ABS professionals still see increased regulatory requirements and expenses as their biggest risk (68 percent) in the coming year. Next was limited access to credit (17 percent), which jumped from 6 percent in the 2015 survey.
Capital One Bank’s Financial Institutions team is dedicated to the lender finance market and partners with non-bank financial institutions and asset managers to provide a variety of lending and financing products including asset securitization, recourse financing, and interest rate hedging.

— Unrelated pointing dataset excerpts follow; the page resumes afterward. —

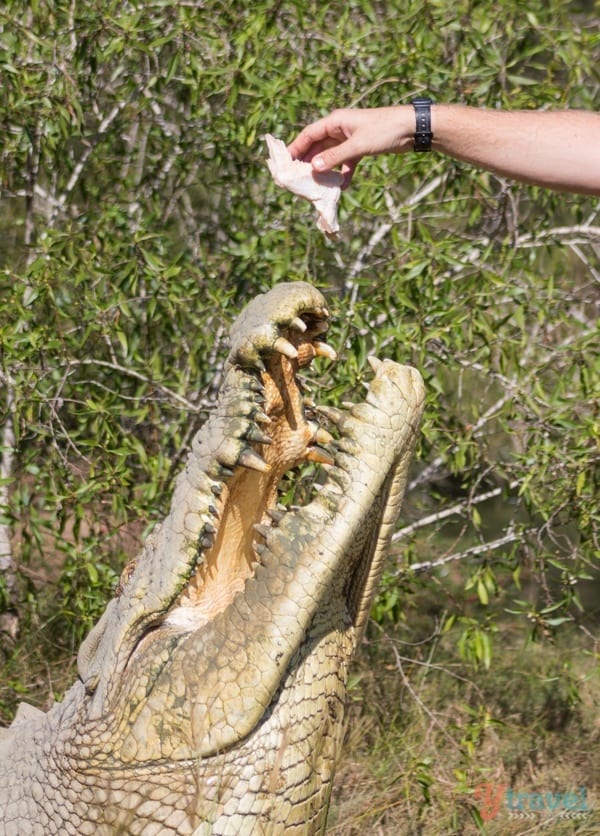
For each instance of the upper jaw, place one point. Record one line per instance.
(226, 555)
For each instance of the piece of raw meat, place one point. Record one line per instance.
(323, 190)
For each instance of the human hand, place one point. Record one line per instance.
(343, 137)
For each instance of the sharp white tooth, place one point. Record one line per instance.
(324, 350)
(285, 347)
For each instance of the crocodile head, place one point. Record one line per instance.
(226, 650)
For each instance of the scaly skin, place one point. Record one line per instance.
(211, 692)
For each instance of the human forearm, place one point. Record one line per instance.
(556, 149)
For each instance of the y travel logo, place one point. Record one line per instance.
(494, 799)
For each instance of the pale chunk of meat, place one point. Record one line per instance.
(323, 190)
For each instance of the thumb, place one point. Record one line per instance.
(334, 157)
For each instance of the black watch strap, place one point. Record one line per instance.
(423, 134)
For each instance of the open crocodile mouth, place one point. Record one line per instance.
(232, 579)
(247, 501)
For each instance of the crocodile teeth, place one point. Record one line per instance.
(285, 347)
(318, 454)
(249, 458)
(255, 434)
(261, 417)
(331, 413)
(324, 350)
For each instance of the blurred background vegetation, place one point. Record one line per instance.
(137, 216)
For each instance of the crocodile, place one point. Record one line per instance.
(210, 694)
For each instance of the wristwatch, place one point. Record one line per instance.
(423, 133)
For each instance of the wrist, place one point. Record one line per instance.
(423, 132)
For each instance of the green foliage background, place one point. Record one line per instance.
(137, 216)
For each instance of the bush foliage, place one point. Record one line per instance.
(138, 216)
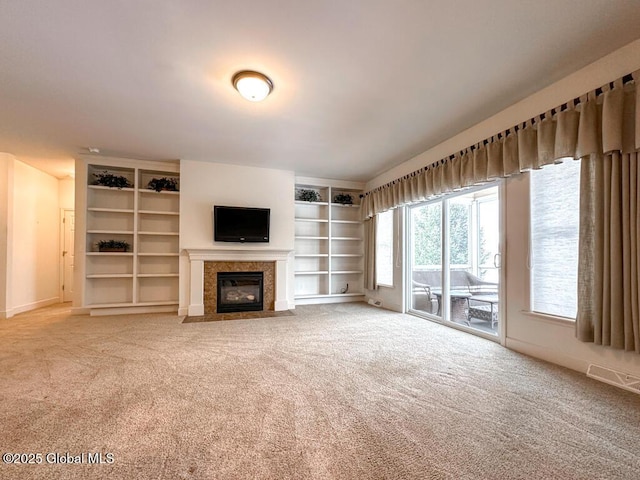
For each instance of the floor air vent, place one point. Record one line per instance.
(619, 379)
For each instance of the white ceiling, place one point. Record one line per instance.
(360, 85)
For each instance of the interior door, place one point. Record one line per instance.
(68, 255)
(455, 259)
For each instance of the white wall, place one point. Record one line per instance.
(35, 278)
(543, 337)
(29, 237)
(66, 193)
(6, 214)
(204, 184)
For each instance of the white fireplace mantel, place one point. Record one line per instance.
(197, 257)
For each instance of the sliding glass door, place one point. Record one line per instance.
(455, 259)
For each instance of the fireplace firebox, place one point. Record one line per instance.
(240, 292)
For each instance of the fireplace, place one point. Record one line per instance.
(277, 266)
(240, 292)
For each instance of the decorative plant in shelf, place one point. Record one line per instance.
(113, 246)
(110, 180)
(164, 183)
(343, 199)
(308, 195)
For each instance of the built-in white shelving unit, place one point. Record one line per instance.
(146, 275)
(329, 245)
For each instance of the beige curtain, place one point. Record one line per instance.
(602, 128)
(608, 304)
(543, 140)
(370, 253)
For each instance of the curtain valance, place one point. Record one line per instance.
(603, 120)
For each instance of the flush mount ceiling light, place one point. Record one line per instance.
(254, 86)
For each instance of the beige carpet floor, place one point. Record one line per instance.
(334, 392)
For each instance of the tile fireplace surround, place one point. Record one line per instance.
(236, 260)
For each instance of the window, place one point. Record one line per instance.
(555, 207)
(454, 253)
(384, 249)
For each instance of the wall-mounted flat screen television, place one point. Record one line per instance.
(241, 224)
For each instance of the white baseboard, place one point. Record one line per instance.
(280, 305)
(31, 306)
(99, 312)
(547, 354)
(328, 299)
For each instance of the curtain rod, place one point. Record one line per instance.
(628, 78)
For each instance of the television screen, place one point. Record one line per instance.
(240, 224)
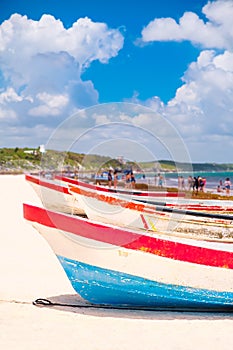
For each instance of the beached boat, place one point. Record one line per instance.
(54, 195)
(133, 193)
(115, 266)
(124, 212)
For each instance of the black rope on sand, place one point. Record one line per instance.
(47, 302)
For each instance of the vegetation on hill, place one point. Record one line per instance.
(27, 159)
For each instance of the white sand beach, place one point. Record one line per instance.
(29, 270)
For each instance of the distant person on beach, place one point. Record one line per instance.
(110, 178)
(190, 183)
(201, 184)
(227, 185)
(115, 178)
(127, 179)
(160, 180)
(195, 184)
(132, 179)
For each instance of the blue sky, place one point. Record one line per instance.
(174, 56)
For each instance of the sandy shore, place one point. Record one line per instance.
(29, 270)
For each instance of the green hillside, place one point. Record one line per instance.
(29, 159)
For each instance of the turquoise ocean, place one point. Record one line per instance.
(171, 179)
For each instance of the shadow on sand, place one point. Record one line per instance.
(74, 303)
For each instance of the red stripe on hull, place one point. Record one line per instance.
(46, 184)
(130, 239)
(110, 190)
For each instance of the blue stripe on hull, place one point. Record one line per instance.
(103, 286)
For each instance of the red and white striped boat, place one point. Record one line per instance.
(54, 195)
(169, 199)
(115, 266)
(113, 209)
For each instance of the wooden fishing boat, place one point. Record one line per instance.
(54, 195)
(162, 198)
(115, 266)
(133, 193)
(124, 212)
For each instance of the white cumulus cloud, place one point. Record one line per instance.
(215, 32)
(41, 67)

Capital One Bank’s Commercial Business leverages a relationship-based banking model that seamlessly delivers an array of products and services including loans and deposit accounts, asset securitization, treasury management services, merchant services, investment banking, international services, interest rate hedging and correspondent banking. Note to Editors
Capital One Bank conducted a proprietary survey of conference attendees at ABS Vegas 2016 in Las Vegas, Nevada. Survey participants included professionals from various asset classes within the asset-backed securities industry, including auto finance, commercial loans, credit card debt, equipment finance, esoteric/off-the-run, residential mortgage finance and other consumer debt. Percentages are based on 133 responses.
About Capital One
Capital One Financial Corporation (www.capitalone.com) is a financial holding company whose subsidiaries, which include Capital One, N.A., and Capital One Bank (USA), N.A., had $217.7 billion in deposits and $334.0 billion in total assets as of December 31, 2015. Headquartered in McLean, Virginia, Capital One offers a broad spectrum of financial products and services to consumers, small businesses and commercial clients through a variety of channels. Capital One, N.A. has branches located primarily in New York, New Jersey, Texas, Louisiana, Maryland, Virginia and the District of Columbia. A Fortune 500 company, Capital One trades on the New York Stock Exchange under the symbol “COF” and is included in the S&P 100 index.
Securities and investment banking products and services are offered through Capital One Securities, Inc., a non-bank affiliate of Capital One, N.A., a wholly-owned subsidiary of Capital One Financial Corporation and a member of FINRA and SIPC. Securities and investment banking products and services offered or recommended are: Not insured by the FDIC; Not bank guaranteed; Not a deposit or obligation of Capital One; May lose value.